Build with DeepSeek V4 Using NVIDIA Blackwell and GPU-Accelerated Endpoints

DeepSeek just launched its fourth generation of flagship models with DeepSeek-V4-Pro and DeepSeek-V4-Flash, both targeted at enabling highly efficient million-token context inference.

DeepSeek-V4-Pro is the largest model in the family, with 1.6T total parameters and 49B active parameters. DeepSeek-V4-Flash is a smaller 284B-parameter model with 13B active parameters, designed for higher-speed, higher-efficiency workloads. Both models support up to a 1M-token context window, opening new possibilities for long-context coding, document analysis, retrieval, and agentic AI workflows.

Specification	DeepSeek-V4-Pro	DeepSeek-V4-Flash
Modality	Text	Text
Total parameters	1.6T	284B
Active parameters	49B	13B
Context length	1M tokens	1M tokens
Max output length	Up to 384K tokens through DeepSeek API docs	Up to 384K tokens through DeepSeek API docs
Primary use cases	Advanced reasoning, coding, long-context agents	High-speed efficiency, chat, routing, summarization
License	MIT	MIT

Table 1. Specifications for the DeepSeek V4 model family

Architectural innovations for long-context inference

The V4 family builds on the DeepSeek MoE architecture, with an increased focus on optimizing the attention component of the transformer architecture. These innovations are designed to achieve a 73% reduction in per-token inference FLOPs and a 90% reduction in KV cache memory burden compared with DeepSeek-V3.2.

That matters because long context is becoming a core requirement for agentic applications. Agents store more than a single prompt and response. They carry system instructions, tool outputs, retrieved context, code, logs, memory, and multi-step reasoning traces across a workflow. As context windows grow, attention and KV cache become major bottlenecks.

The core architectural solution to these challenges is hybrid attention, which blends together:

Compressed Sparse Attention (CSA): Leverages dynamic sequence compression to compress KV entries to reduce the KV cache memory footprint and then applies DeepSeek Sparse Attention (DSA) to sparsify the attention matrices and reduce computational overhead.
Heavily Compressed Attention (HCA): Applies much more aggressive compression by consolidating KV entries across sets of tokens into a single compressed entry, resulting in a significant reduction in KV cache size.

DeepSeek-V4’s architectural innovations signal a shift from basic chat toward multi-turn, long-context inference and agentic systems. This new paradigm stresses the entire stack – software, memory, compute, and networking – fundamentally altering the dynamics of inference economics. As open models reach the frontier of intelligence, the enterprise focus is pivoting from model selection to infrastructure strategy. In this landscape, the ultimate competitive advantage is the ability to deploy and scale these high-performance models at the lowest token cost.

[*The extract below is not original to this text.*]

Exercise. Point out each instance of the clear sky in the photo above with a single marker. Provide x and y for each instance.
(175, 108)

Out-of-the-box NVIDIA Blackwell performance insights

Whether developers are deploying the 1.6T Pro model for advanced reasoning or the 284B Flash model for high-speed efficiency, Blackwell provides the scale and low-latency performance required for a new era of 1M long-context inference and trillion-parameter intelligence.

The NVIDIA Blackwell platform is built for this class of workload. Open benchmark tests on SemiAnalysis InferenceX show that DeepSeek-V4-Pro on NVIDIA GB200 NVL72 achieves over 150 tokens/sec/user, marking 30x better perf/watt than H200 at similar interactivity levels. In addition to these initial tests, the NVIDIA team used vLLM’s Day 0 NVIDIA HGX B300 recipe to produce a snapshot of out-of-the-box performance across the Pareto (Figure 2).

Expect this performance to climb even higher as we optimize our entire extreme co-design stack: Dynamo, NVFP4, optimized CUDA kernels, advanced parallelization techniques, and beyond.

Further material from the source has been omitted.